Recommendation to EMC: Perhaps it would be worthwhile requiring a “-y” argument to nsrstage if staging savesets from disk backup units and specifying only the saveset ID.

Recommendation to NetWorker administrators: Always be careful when staging that you specify both the saveset and the clone ID.

Number 9 – Basics – Important mminfo fields

In May I wrote about a few key mminfo fields – notably:

  • savetime
  • sscreate
  • ssinsert
  • sscomp
  • ssaccess

Sadly, I didn’t get the result I wanted with EMC on ssaccess.
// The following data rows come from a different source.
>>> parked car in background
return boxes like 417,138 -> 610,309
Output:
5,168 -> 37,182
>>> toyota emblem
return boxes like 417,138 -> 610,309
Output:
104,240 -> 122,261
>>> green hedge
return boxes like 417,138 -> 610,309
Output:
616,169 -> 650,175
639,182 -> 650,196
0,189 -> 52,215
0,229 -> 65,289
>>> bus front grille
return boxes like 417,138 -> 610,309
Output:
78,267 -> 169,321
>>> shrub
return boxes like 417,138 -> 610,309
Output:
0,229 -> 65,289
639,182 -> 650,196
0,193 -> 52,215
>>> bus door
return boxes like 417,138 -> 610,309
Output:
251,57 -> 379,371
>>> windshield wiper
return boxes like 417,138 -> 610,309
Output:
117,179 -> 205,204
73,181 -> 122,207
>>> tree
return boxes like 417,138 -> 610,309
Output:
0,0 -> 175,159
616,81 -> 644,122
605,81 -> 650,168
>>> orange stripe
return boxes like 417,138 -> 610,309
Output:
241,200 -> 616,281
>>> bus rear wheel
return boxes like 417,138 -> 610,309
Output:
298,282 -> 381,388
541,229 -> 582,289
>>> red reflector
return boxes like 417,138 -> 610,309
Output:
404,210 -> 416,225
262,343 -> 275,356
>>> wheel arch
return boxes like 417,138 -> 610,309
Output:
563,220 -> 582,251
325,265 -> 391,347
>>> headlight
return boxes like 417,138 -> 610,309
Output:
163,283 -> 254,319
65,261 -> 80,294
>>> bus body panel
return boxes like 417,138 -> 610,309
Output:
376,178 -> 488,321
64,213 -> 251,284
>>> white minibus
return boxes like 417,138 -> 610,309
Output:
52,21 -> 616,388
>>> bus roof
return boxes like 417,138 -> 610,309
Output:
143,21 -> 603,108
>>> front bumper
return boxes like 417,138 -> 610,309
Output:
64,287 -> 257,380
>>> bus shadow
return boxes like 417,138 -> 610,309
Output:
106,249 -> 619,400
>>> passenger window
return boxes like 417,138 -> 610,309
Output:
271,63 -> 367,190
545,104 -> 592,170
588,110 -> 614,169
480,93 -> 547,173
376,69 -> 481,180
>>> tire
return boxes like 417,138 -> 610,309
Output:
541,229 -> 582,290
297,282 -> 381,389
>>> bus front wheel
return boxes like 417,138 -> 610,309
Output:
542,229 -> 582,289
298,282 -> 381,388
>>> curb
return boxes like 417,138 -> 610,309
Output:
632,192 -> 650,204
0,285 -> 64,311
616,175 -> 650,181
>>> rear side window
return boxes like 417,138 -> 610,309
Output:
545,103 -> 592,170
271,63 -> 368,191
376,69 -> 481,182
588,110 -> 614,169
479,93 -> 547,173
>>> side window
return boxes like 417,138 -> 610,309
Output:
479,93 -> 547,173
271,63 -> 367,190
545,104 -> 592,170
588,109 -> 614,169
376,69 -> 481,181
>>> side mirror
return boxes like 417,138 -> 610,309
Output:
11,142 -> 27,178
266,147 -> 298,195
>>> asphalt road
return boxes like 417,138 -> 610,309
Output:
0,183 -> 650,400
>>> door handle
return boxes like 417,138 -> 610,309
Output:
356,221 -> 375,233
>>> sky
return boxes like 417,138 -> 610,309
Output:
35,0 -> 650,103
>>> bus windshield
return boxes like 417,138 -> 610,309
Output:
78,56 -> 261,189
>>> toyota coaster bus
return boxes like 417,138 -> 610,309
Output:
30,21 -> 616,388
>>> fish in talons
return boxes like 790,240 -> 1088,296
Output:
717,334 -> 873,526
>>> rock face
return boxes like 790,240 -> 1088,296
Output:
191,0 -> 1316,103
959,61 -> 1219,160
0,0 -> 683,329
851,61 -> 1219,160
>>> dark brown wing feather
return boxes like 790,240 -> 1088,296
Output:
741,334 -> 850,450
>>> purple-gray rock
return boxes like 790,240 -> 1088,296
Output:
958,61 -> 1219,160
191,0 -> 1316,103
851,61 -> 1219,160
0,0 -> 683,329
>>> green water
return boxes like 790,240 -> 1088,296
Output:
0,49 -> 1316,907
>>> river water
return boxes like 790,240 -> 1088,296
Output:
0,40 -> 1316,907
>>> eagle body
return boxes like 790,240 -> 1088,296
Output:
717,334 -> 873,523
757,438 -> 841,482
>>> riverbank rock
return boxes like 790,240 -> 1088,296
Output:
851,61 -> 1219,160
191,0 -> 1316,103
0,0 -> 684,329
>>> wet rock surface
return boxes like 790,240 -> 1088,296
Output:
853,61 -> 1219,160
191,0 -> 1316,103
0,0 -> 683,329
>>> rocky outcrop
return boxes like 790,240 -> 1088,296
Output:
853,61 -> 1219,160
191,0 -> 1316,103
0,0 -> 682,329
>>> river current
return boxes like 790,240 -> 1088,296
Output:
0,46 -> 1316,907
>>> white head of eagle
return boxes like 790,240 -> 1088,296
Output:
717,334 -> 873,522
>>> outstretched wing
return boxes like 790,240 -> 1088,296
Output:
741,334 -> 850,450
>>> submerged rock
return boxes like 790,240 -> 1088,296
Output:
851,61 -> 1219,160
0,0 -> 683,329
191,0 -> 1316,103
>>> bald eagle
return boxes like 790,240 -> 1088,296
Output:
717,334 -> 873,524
Documented as being updated whenever a saveset fragment is accessed for backup and recovery, the most I could get was an acknowledgement that it was currently broken and to lodge an RFE to get it fixed. (The alternative was to have the documentation changed to take out reference to read operations – something I didn’t want to have happen!)

Recommendation to EMC: ssaccess would be a particularly useful mminfo field, particularly when analysing recovery statistics for NetWorker. Please fix it.

Number 8 – Basics – Listing files in a backup

Want to know what files were backed up as part of the creation of a saveset? If you do, you’re not unique – this has remained a very popular article since it was written in January.

Recommendation to EMC: This information can be retrieved via a combination of mminfo/nsrinfo, but it would be handy if NMC supported drilling down into a saveset to provide a file listing.

Number 7 – Using yum to install NetWorker on Linux

NetWorker’s need for dependency resolution on Linux for installation of the client packages in particular drew a lot of people to this article.

Number 6 – Basics – mminfo, savetime, and greater than/less than

This article explained why NetWorker uses the greater than and less than signs in mminfo in a way that newcomers to the product might find backwards. If you’re not aware of why mminfo works the way it does for specifying savetimes, you should be.

Number 5 – 7.5(.1) changed behaviour – deleting savesets from adv_file devices

This was a particularly unpleasant bug introduced into NetWorker 7.5, thankfully resolved now in the cumulative service releases and NetWorker 7.6

The gist of it is that in NetWorker 7.5/7.5.1 (aka 7.5 SP1), if you deleted a saveset on a disk backup unit, NetWorker would suffer a serious failure where it would from that point have issues cleaning regular expired savesets from the disk backup unit and insist that the disk backup unit had major issues. The primary error would manifest as:

nsrd adv_file warning: Failed to fetch the saveset(ss_t) structure for ssid 1890993582

This was fixed in 7.5.1.2, thankfully.

Recommendation to EMC: Never let this bug see the light of day again, please. (So far you’re doing an excellent job, by the way.)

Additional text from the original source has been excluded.